Her huff is nothing but sarcastic. Easy, I remind myself. Go easy on her now. It will be different later.
“It will be an escape from the pain if nothing else. You need it,” I tell her and this time her expression changes slightly, as if she’s so very aware of the agony that mourning is. It’s also an aphrodisiac. There is never a more relevant time to be touched, or to be loved than when someone you love is gone.
“You want another glass?” I offer with a slight teasing tone to lighten the mood, an asymmetric grin pulling at my lips when she peeks up at me through her thick lashes.
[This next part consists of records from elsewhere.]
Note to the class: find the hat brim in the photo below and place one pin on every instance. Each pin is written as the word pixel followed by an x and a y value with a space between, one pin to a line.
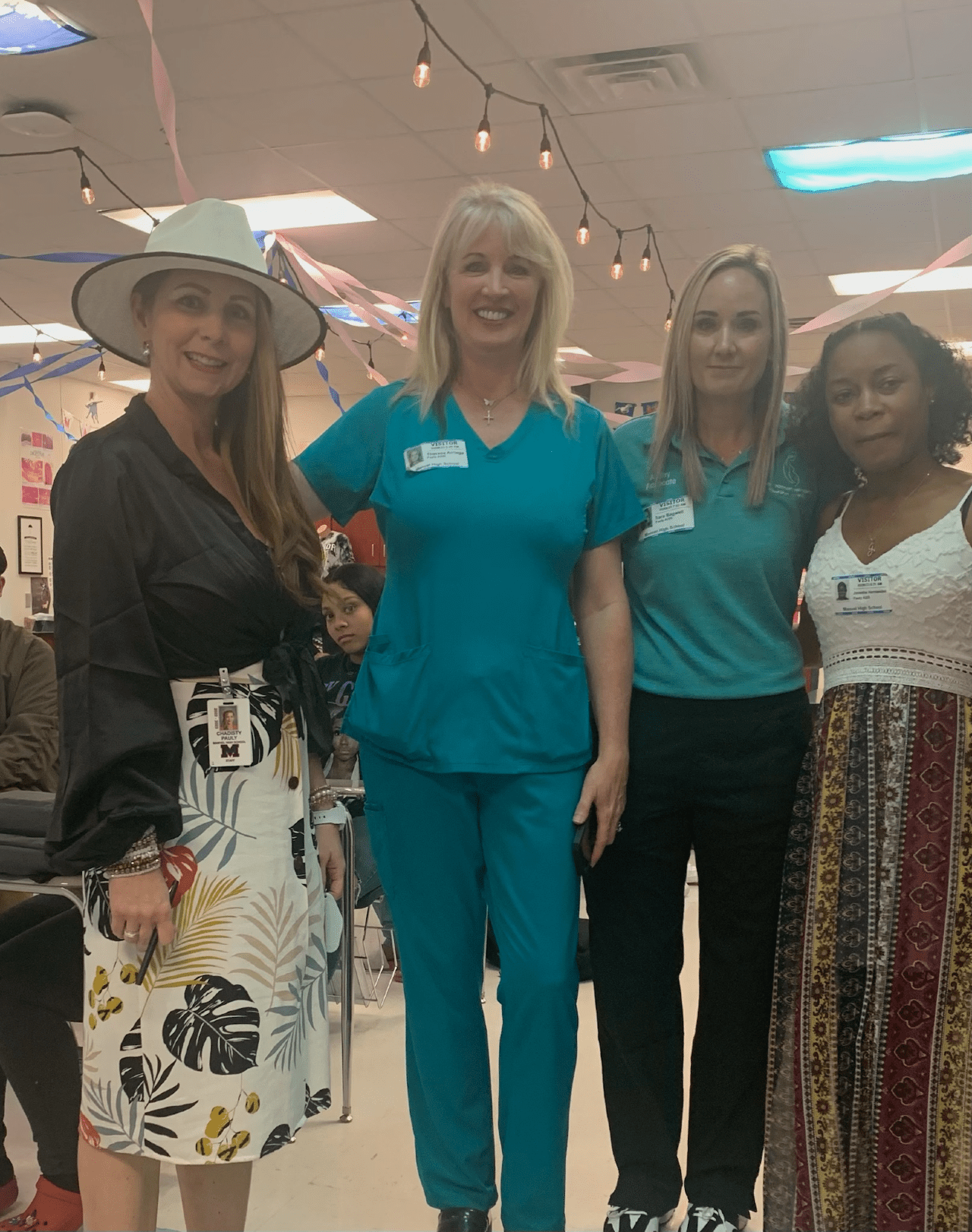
pixel 103 305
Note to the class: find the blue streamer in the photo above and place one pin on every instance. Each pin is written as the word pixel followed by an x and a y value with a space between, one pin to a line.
pixel 334 394
pixel 63 257
pixel 26 384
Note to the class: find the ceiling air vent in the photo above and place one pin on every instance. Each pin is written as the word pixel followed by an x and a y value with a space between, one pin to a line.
pixel 614 81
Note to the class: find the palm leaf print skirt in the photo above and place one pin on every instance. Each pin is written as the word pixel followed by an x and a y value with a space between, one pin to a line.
pixel 223 1052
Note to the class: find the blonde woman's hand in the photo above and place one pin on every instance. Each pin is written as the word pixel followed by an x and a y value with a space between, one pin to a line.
pixel 140 905
pixel 604 790
pixel 330 857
“I may have had more than enough already.”
The sofa groans as she leans back on it, reading the single sheet of paper once again.
The faint light from the disappearing sun kisses her skin as the loose shirt slips down her shoulder and she has to readjust it. She doesn’t look back at me as she does. With her legs bent, her bare feet resting on the edge of the sofa and a thin blanket thrown over her lap, she looks far too casual for this moment.
As if that exposed skin of hers wasn’t everything I’ve been thinking about since I first saw her across the bar. As if I don’t want to rip that shirt off of her and devour every inch of her body with open-mouth kisses, dragging my teeth along her skin and making her that much more sensitive for what I’m going to do to her.
There are moments in time, pauses in your reality, where you realize this instant will be a memory forever. Something that will never leave you. I’ll remember this one forever.
I hope I never forget how the adrenaline is rushing through me, how eager I am. I want to remember it all. Every single detail.
I’ll remember it, and I’ll have to, because I’m going to lose her. She’s not meant to be mine.
That doesn’t mean I won’t take her, though.
“If I say no?” she asks, her wide hazel eyes searching mine for something.
“It doesn’t happen.” There’s no hesitation in my answer.
“If I say stop?”
“It stops.”
“Why do it then? Why would you do this?” she asks with her brow furrowed.
“Because I know you want it. I know you need it.” She’s silent in return.
“This would never hold up in court,” she says, finally breaking the quiet.
“I have no desire to ever see you in a courtroom, Miss Fawn. I didn’t even intend to write this down; I only did it because I thought you would respond better, maybe even listen to what I’m offering, if it was written in black and white.”